I have never been so nervous. I have taken pregnancy tests and driving tests and spoken in public and moved across the country on a Greyhound bus and I have never been as nervous as I am right now standing on the top of a row of bleachers in a gym full of women and children waiting for a stream of identical uniformed men to walk through a faded brown metal door.

Surely my fuschia hair sets me apart from the blondes and brunettes. Surely he will see my sign, which only contains a runic symbol 12 inches tall. Surely he will see me in my Princess Hooah t-shirt.

How will I find him?

The men are marching in. They are filling the gym with the smell of dirt and heat. They are identical. They blend together in camouflage and tan skin.

I am surrounded by gasping, laughing, crying women. I am completely alone.

I am not alone. I see him. In the first row he is staring at me. I lower my sign. I laugh and cry and point, jumping up and down.

I belong here. He belongs here. We smile. We barely break gaze as the ceremony proceeds. We are surrounded by a formation of men and bleachers of women all bowing their heads to pray. We are alone, staring into each other's eyes.

The formation is released and the gym becomes a sea of tears. I step down and wait for him to come to me.

It has been 343 days. He smells better than I expected and he tastes exactly the same.

Sunday, April 28, 2013

Wives

When we talk about being married to our husbands, other women admire us... or rather, they say they do.

"You're so strong," they almost whine, picturing their lives and their petty selfishness.

"You're so selfless. I don't know how you do it. I could never," they continue, trying to imagine what our lives must be like.

Our lives are like everyone else's. We sleep. We eat. We laugh. We cry. We work. We love.

Oh, how we love!

"We could, any one of us leave," I say, trying to make a point, "We are not trapped."

"But then who would take care of him?" One of the other wives, who is in a tough place, asks.

No one. No one would take care of him. This might be why many of us stay when we are not sure if we should.

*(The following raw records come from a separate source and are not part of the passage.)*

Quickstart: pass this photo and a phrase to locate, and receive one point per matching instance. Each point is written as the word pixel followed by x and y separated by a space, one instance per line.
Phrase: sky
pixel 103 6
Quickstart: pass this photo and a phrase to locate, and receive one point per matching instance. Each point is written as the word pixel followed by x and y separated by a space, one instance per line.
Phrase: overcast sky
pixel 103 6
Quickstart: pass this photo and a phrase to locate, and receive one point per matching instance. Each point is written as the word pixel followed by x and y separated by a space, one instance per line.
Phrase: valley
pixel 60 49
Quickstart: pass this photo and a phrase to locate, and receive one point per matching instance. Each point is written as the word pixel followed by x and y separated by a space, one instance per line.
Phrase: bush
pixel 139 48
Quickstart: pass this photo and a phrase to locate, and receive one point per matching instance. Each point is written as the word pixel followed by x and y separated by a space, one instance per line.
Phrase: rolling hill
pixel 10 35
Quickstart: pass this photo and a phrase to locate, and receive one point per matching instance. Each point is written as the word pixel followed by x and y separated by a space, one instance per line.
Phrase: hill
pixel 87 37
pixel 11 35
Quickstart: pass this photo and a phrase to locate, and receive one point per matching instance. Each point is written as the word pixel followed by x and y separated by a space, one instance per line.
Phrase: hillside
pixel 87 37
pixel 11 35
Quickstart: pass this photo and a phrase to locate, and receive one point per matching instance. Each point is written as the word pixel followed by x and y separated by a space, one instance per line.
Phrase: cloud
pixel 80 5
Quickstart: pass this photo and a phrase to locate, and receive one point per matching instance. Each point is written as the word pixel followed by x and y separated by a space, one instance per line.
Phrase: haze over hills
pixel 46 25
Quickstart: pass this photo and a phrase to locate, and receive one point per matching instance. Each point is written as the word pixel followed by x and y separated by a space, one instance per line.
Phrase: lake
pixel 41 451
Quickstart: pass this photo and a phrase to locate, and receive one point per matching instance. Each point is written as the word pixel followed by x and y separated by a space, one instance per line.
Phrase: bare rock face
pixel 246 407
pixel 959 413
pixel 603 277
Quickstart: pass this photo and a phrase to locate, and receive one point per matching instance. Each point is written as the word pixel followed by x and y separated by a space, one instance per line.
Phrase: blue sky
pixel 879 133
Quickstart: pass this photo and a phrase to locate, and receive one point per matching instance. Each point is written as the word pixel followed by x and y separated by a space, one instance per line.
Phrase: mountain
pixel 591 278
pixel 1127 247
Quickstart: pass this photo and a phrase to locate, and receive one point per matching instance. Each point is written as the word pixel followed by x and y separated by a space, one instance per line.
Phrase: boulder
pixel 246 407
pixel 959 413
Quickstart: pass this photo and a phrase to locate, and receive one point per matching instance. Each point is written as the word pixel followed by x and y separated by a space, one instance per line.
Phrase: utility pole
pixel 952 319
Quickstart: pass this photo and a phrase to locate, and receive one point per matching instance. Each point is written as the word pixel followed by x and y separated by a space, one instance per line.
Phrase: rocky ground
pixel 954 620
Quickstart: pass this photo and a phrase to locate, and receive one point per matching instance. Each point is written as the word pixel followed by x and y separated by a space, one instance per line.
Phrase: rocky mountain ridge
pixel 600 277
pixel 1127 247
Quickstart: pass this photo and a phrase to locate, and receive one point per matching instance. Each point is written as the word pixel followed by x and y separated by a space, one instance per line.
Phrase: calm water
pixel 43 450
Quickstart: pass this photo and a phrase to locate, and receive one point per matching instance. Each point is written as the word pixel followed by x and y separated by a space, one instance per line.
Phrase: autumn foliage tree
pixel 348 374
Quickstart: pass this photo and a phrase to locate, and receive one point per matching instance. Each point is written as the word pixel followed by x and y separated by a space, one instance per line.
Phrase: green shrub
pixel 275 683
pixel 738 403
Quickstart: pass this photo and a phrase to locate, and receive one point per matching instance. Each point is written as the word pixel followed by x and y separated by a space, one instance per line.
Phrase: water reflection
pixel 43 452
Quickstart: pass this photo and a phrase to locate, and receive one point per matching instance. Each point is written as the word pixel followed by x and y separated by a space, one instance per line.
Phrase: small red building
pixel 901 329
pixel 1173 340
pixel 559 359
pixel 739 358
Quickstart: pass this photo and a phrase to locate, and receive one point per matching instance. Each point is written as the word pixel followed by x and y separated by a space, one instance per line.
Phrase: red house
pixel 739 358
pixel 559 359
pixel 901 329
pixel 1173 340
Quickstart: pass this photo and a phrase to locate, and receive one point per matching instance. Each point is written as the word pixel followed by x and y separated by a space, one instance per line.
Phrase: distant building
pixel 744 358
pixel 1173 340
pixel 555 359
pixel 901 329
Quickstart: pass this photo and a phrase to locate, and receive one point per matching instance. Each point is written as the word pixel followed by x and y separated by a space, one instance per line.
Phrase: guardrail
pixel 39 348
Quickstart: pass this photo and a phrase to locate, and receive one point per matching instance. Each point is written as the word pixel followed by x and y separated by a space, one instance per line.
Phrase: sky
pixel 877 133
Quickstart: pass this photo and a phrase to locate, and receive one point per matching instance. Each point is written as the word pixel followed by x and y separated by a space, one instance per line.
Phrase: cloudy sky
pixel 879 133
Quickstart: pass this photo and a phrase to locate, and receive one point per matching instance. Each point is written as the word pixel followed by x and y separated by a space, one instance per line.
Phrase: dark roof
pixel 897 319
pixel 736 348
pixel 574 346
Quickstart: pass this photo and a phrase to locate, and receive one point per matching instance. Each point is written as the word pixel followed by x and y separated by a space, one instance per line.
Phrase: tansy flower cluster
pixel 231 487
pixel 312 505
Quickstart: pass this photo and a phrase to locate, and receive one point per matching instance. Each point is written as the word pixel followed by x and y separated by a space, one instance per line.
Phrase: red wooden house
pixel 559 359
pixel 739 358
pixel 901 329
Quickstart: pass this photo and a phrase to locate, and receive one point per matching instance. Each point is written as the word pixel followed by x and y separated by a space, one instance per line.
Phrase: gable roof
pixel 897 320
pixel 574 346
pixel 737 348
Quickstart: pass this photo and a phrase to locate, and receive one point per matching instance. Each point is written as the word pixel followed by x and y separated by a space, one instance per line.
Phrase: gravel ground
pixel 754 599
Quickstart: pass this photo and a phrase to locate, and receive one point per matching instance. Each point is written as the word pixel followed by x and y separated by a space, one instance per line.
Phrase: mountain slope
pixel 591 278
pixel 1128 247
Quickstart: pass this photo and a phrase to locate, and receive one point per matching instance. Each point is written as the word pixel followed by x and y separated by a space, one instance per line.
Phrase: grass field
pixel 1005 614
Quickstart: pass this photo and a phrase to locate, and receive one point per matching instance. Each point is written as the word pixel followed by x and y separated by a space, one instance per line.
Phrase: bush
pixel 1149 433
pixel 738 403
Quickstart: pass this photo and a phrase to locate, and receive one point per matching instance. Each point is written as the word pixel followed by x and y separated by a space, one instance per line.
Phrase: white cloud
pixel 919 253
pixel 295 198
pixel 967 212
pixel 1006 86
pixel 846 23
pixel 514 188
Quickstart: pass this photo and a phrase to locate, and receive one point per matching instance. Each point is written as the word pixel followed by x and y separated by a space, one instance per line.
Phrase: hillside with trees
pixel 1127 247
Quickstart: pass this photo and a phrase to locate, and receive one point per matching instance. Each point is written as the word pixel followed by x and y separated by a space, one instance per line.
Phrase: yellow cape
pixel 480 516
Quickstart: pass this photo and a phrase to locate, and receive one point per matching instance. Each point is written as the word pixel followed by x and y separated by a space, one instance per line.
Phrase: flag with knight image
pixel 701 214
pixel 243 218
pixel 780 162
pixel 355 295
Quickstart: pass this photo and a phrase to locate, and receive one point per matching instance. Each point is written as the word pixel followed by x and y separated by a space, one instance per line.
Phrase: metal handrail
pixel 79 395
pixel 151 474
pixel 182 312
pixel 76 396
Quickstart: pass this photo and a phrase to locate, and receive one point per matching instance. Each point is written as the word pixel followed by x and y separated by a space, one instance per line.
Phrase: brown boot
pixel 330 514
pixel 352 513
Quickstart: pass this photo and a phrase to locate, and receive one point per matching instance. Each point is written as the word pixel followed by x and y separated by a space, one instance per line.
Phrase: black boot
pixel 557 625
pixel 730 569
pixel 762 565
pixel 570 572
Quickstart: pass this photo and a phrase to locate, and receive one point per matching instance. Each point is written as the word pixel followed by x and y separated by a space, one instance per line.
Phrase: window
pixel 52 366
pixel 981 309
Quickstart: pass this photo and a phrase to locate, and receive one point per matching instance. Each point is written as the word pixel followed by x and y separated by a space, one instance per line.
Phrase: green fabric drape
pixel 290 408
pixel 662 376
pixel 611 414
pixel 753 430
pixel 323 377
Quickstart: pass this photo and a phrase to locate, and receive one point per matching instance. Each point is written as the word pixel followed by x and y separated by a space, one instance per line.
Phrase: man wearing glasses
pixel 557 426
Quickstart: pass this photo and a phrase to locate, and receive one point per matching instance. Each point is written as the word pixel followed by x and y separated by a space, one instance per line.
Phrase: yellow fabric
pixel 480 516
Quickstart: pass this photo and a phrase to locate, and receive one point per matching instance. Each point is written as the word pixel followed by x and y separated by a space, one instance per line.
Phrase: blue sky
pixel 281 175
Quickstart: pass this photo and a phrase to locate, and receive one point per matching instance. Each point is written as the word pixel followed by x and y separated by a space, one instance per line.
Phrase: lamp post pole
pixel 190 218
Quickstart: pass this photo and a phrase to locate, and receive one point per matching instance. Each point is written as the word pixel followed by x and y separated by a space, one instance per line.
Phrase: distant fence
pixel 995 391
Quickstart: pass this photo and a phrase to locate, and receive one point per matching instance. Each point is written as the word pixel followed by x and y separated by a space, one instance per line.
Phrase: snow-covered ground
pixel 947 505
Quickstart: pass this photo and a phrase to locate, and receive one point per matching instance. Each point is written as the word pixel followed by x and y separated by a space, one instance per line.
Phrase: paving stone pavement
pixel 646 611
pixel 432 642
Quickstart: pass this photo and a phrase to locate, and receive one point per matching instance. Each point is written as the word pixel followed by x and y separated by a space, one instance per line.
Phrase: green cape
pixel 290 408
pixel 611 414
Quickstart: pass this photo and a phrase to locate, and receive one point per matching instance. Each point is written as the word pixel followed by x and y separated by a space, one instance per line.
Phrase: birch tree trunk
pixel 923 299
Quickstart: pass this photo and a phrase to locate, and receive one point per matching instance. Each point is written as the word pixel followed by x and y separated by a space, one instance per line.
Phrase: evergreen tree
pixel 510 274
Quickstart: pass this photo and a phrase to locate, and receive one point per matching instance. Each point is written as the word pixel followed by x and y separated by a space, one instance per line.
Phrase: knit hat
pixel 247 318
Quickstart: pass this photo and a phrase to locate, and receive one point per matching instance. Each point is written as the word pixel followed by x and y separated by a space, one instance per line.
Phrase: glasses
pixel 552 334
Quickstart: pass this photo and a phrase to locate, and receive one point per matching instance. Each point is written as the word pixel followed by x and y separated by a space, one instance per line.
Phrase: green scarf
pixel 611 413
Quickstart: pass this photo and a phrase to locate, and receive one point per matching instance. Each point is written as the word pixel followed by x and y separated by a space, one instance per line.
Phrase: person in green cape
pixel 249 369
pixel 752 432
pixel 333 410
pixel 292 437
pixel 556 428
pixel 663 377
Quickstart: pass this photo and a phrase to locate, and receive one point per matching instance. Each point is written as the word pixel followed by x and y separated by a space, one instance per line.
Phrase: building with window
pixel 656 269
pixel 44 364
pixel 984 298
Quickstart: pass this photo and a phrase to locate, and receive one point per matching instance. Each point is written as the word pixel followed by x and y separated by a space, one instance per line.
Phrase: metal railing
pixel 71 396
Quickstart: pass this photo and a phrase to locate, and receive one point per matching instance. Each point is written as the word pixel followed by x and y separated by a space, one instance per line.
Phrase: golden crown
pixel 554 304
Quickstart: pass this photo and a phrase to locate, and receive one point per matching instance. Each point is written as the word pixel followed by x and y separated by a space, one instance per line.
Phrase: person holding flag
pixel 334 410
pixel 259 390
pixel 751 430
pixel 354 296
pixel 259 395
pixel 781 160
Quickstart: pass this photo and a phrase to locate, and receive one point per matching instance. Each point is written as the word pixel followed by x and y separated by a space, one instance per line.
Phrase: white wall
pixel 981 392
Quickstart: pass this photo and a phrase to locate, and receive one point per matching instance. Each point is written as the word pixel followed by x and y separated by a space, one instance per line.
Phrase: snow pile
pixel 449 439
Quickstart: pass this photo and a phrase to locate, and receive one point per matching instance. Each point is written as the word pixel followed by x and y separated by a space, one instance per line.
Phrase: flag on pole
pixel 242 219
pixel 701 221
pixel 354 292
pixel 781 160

There are some who leave. Things have gotten to be too much or there is abuse, alcohol abuse, child abuse, verbal abuse, and women who desperately love their veteran decide they love themselves or their children more and they leave.

And they feel they have failed.

We want so desperately to heal what is unhealable.

We could leave, but we stay. We do not stay because we are noble or heroic or selfless. We are as selfish and petty as the women who cannot fathom our lives.

We stay because if we don't, no one will take care of the love of our life. We respect and love these men and we believe someone should sacrifice to take care of them. How can you ask someone else to do what you are unwilling to do?

Monday, April 15, 2013

disgusting apathy

I am saddened to tears over the news coming out of Boston. There were two bombs at the finish line of the Boston Marathon.

I told my husband what happened and he said, "How is that any different than a kid stepping on a landmine in Cambodia?"

Well, it isn't, I guess. How does that make it any less sad?

"There are three dead," I read.

"Well, that's not that bad then."

At this point I told him to stop talking to me. I know he has seen horrible things. I know he is immune to this kind of horror, but I cannot listen to his apathy in the face of horror.